The dream of having a labs appointment where we talk about dosages, maybe reduce them, is again alive and well. A girl must have hope of progress.

And if this is my biggest worry, biggest issue this week, I am delighted. Work has its own share of headaches and problems today, but I feel so delighted to be making positive progress in my overall health I can certainly deal.

2 thoughts on “It’s a wonderful life

  1. …” the flip side I know I have cut back A LOT on my gratuitous sugar consumption.
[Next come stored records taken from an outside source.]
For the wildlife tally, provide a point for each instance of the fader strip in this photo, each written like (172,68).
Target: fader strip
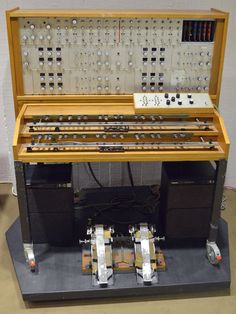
(93,134)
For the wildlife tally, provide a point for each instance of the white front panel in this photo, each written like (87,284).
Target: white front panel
(172,100)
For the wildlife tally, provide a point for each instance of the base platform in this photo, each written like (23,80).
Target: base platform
(60,275)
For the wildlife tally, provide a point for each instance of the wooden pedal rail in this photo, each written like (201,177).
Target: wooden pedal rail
(214,133)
Soda is a rarer treat. Chocolate and candy consumption reduced to 2 mini milky way darks a few times each week. I eat more salads and vegetables. I still love my beef and chicken, just lesser portions. I limit myself to 2 slices of pizza every other week on half price pizza night or when the kids come over.”

    One slow step at a time, is better than no steps at all. That’s how I see it.

    • Thanks for stopping by and for the comment. You are absolutely right and I totally agree with you. For so long I have been in an “all or nothing” type mindset that has actually harmed me more than helped. How odd it is to me that I can twist myself into a pretzel of understanding and cheerful enthusiasm with others and their incremental forward progress yet castigate myself as a [insert inflammatory, negative term here] over any and all setbacks, mistakes, addictive weakness. But I have learned to be kinder to myself and it shows in both my attitude toward my challenges as well as my overall patience.